Manejamos cosas y relaciones como objetos indispensables para nuestra existencia, a veces porque necesitamos sabernos llenos de experiencias, otras por el deseo de sumar sentimientos que enfoquen nuestras búsquedas. Es así como llamamos «indispensable» a todo lo que parece cubrir los vacíos de una vida llena de pequeños agujeros de sentido, es así que aplicamos aritméticas de equidistancia a cosas y personas que aparecen en nuestro radar particular, convirtiéndolas en trofeo preciado de las batallas que tanto trabajo nos ha costado ganar.
La obsesión por lo indispensable nos descubre como acumuladores de vivencias, etiquetadas convenientemente para no perder nada de lo alcanzado. Autoconvencidos de que solo nos salvará la memoria activa de lo que hemos sumado en nuestra cuenta de activos personales, convertimos nuestras riquezas en experiencias eternas, arte de museo que colgamos y protegemos en las abigarradas paredes de nuestras muchas vidas.

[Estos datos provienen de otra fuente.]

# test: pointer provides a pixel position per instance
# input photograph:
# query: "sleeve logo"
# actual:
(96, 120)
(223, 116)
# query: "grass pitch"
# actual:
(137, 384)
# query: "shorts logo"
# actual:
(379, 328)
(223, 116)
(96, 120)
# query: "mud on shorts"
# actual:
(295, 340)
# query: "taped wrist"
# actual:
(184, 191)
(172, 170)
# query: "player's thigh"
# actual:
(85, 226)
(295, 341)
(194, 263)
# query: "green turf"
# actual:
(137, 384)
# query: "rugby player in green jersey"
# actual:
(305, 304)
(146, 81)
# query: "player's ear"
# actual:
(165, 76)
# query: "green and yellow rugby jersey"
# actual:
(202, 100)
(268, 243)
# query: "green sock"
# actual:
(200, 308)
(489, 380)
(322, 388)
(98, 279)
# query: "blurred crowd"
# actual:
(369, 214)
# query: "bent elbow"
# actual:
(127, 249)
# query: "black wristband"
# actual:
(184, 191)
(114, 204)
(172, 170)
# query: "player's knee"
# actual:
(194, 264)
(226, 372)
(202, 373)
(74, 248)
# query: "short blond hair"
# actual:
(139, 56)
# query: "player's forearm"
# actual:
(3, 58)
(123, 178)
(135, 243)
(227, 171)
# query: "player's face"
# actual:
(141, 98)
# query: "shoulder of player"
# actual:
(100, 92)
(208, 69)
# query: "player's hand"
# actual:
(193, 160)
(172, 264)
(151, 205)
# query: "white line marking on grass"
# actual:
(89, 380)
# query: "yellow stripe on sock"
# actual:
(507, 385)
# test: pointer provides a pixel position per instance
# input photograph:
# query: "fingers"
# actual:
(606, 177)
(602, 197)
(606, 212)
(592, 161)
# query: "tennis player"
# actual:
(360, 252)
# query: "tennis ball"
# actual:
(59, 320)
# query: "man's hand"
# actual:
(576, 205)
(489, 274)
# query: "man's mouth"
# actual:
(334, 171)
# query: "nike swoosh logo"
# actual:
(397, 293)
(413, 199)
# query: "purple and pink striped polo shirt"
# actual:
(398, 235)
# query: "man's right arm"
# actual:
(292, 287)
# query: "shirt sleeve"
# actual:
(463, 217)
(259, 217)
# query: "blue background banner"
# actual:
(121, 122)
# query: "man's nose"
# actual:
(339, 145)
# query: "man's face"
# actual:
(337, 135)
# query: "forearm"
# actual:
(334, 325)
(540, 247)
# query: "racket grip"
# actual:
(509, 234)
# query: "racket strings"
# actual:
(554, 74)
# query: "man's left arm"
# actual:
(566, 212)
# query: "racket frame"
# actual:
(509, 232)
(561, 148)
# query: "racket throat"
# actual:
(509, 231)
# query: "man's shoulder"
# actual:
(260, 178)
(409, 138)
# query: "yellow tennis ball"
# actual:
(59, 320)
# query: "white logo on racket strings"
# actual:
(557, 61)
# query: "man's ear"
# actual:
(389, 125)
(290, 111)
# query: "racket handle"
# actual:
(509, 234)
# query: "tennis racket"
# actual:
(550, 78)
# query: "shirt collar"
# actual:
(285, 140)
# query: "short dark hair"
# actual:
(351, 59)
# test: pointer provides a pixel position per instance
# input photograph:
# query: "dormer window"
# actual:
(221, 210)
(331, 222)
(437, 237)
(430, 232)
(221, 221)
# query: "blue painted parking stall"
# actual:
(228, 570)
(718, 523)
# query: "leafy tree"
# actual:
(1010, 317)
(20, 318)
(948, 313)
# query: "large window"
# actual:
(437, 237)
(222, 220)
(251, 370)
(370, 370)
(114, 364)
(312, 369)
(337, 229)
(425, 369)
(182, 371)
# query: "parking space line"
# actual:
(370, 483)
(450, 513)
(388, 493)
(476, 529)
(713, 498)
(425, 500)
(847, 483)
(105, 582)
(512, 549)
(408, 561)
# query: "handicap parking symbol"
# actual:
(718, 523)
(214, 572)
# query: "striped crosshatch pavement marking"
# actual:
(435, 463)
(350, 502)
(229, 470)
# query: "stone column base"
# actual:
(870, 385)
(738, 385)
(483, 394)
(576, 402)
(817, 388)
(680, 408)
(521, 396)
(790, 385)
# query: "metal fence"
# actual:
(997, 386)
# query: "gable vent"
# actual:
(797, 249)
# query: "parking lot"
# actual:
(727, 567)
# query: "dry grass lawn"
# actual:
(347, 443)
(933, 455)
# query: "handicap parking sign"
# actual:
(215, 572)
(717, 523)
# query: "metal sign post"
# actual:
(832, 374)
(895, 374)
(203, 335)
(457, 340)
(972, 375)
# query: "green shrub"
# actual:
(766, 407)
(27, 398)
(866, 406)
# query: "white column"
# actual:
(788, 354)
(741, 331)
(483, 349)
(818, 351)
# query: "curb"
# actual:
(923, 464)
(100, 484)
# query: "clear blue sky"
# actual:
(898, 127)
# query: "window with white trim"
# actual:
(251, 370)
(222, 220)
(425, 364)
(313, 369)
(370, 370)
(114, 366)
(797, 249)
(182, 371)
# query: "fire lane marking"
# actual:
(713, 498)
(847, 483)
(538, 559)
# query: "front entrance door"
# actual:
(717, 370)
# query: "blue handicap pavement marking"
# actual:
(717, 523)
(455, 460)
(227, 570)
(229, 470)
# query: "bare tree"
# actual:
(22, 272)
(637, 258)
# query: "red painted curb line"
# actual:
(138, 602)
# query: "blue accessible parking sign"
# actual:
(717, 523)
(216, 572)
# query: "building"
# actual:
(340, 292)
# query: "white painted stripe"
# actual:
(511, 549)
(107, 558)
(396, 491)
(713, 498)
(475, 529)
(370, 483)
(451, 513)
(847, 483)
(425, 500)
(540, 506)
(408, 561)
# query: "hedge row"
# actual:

El paso más complejo, la condición de nuestra libertad personal, nos implica en un cambio de enfoque para aprender a soltar el lastre de lo indispensable y, más difícil todavía, aprender a amar aquello que dejamos ir. Es el juego que nos enseña el valor de lo gratuito y desinteresado, amar sin medida, escapar de los intentos de amarrar todo lo bueno que hemos sumado en la vida. Solo cuando dejemos caer con amabilidad esa semilla, sin miedo a que muera y se desintegre, estaremos verdaderamente dispuestos para acoger lo nuevo y presente.

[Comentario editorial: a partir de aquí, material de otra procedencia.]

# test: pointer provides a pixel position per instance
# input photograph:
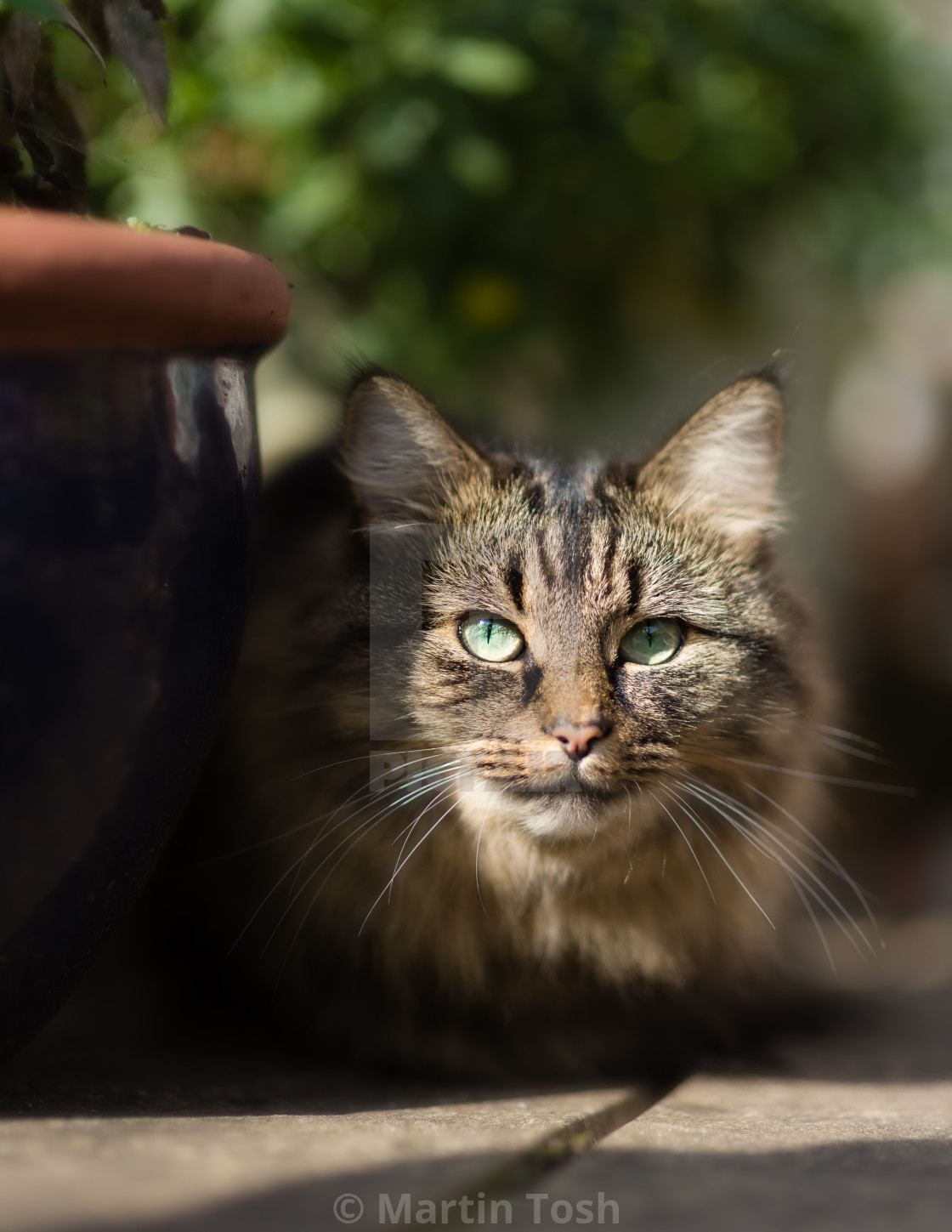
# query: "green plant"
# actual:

Esto no es un alegato del inmediatismo, un carpe diem llevado al extremo. Las obsesiones nunca son un buen camino para conocernos, son, más bien, atajos que nos evitan las cargas de pensarnos, que nos protegen de caídas indeseadas. Obsesionados por conservar las cosas, relaciones y experiencias que nos dieron éxito y sentido, es fácil que acabemos embriagados por ellas, las convirtamos en indispensables y quedemos incapacitados para reconocer todo lo nuevo que nos espera.